O resultado dessa anulação do sofrimento e da necessidade de entorpecimento gera um sentimento de apatia que acaba impedindo o indivíduo de encontrar novas formas de lidar com o mal-estar. Quando se supre a infelicidade corre-se o risco de não conseguir ressignificar essas experiências consideradas a priori como negativas, assim perde-se a oportunidade de atribuir novos significados a própria existência.
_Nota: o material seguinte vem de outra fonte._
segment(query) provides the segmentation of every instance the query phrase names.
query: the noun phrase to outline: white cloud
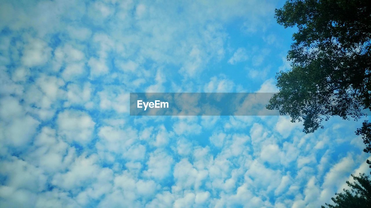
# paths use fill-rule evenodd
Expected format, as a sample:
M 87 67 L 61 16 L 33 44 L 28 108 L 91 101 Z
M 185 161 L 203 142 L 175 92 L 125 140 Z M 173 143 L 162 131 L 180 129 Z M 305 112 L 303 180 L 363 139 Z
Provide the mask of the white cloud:
M 171 174 L 173 161 L 170 156 L 160 150 L 150 153 L 149 159 L 146 163 L 148 168 L 143 172 L 143 175 L 162 180 Z
M 211 77 L 210 81 L 205 84 L 204 91 L 206 93 L 232 92 L 234 83 L 232 80 L 223 77 Z
M 69 142 L 85 144 L 93 139 L 95 123 L 86 113 L 66 110 L 57 119 L 58 133 Z
M 233 54 L 233 56 L 228 60 L 228 63 L 231 64 L 244 61 L 247 60 L 248 56 L 244 48 L 239 48 Z
M 33 67 L 45 64 L 51 55 L 52 49 L 45 41 L 30 39 L 23 51 L 22 63 L 26 67 Z

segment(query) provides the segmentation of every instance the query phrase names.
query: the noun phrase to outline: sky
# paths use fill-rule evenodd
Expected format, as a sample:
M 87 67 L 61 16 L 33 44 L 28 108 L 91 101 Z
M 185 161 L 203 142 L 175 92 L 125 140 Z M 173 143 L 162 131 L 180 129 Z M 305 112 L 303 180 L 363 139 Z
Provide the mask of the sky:
M 283 1 L 0 0 L 0 207 L 313 207 L 363 120 L 131 116 L 131 92 L 277 91 Z

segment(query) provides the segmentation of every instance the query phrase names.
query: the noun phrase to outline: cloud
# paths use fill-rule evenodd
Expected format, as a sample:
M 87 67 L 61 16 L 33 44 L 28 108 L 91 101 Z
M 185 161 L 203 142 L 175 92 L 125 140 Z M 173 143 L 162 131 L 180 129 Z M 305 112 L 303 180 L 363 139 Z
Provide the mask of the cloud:
M 85 144 L 92 139 L 95 123 L 86 113 L 66 110 L 59 113 L 58 133 L 69 142 Z
M 228 63 L 232 65 L 235 64 L 239 62 L 246 61 L 247 58 L 246 50 L 243 48 L 239 48 L 228 60 Z

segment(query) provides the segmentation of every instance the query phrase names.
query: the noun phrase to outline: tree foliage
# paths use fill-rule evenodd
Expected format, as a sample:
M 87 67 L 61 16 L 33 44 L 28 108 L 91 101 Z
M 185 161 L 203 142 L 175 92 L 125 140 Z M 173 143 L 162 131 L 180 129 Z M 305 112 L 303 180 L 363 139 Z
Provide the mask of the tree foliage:
M 349 190 L 343 189 L 344 193 L 335 194 L 335 198 L 331 198 L 335 205 L 326 203 L 329 208 L 366 208 L 371 207 L 371 181 L 365 174 L 359 174 L 359 177 L 352 175 L 355 182 L 347 181 Z M 325 207 L 322 206 L 322 208 Z
M 285 28 L 296 27 L 288 60 L 291 69 L 279 73 L 279 91 L 268 109 L 303 121 L 308 133 L 323 128 L 330 117 L 357 120 L 371 110 L 371 4 L 366 0 L 290 0 L 275 10 Z M 356 132 L 371 153 L 371 123 Z M 367 160 L 371 168 L 371 162 Z M 371 207 L 371 181 L 364 174 L 347 181 L 351 190 L 336 194 L 335 205 Z M 324 206 L 322 207 L 324 208 Z
M 323 128 L 331 116 L 359 118 L 371 109 L 371 4 L 367 0 L 292 0 L 275 11 L 278 22 L 296 26 L 279 89 L 267 108 Z

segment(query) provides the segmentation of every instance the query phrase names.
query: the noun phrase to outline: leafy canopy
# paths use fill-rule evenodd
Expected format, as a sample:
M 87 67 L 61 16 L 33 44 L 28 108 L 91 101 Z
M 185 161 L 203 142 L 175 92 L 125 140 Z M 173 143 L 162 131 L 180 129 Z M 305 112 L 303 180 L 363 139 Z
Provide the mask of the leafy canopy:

É imprescindível vivenciar as experiências da vida, sejam elas boas ou ruins. A partir desse confronto subjetivo surge uma mobilização de esforço psíquico para a elaboração e assimilação do vivido. Com o trabalho de elaboração, respeitando o tempo necessário, torna-se possível lidar com o sofrimento como parte da vida. A necessidade de enfrentamento é crucial para que aja uma invenção criativa de outras normas de vida.
REFERÊNCIAS BIBLIOGRÁFICAS
Furtado MA, Szapiro AM. Novos dispositivos de subjetivação: o mal estar na cultura contemporânea. Rev. Polis e Psique, 2015; 5(3):166-185.
Happiness. A film by Steve Cutts.
HUXLEY, Aldous. Admirável Mundo Novo. 21. São Paulo: Editora Globo, 2001.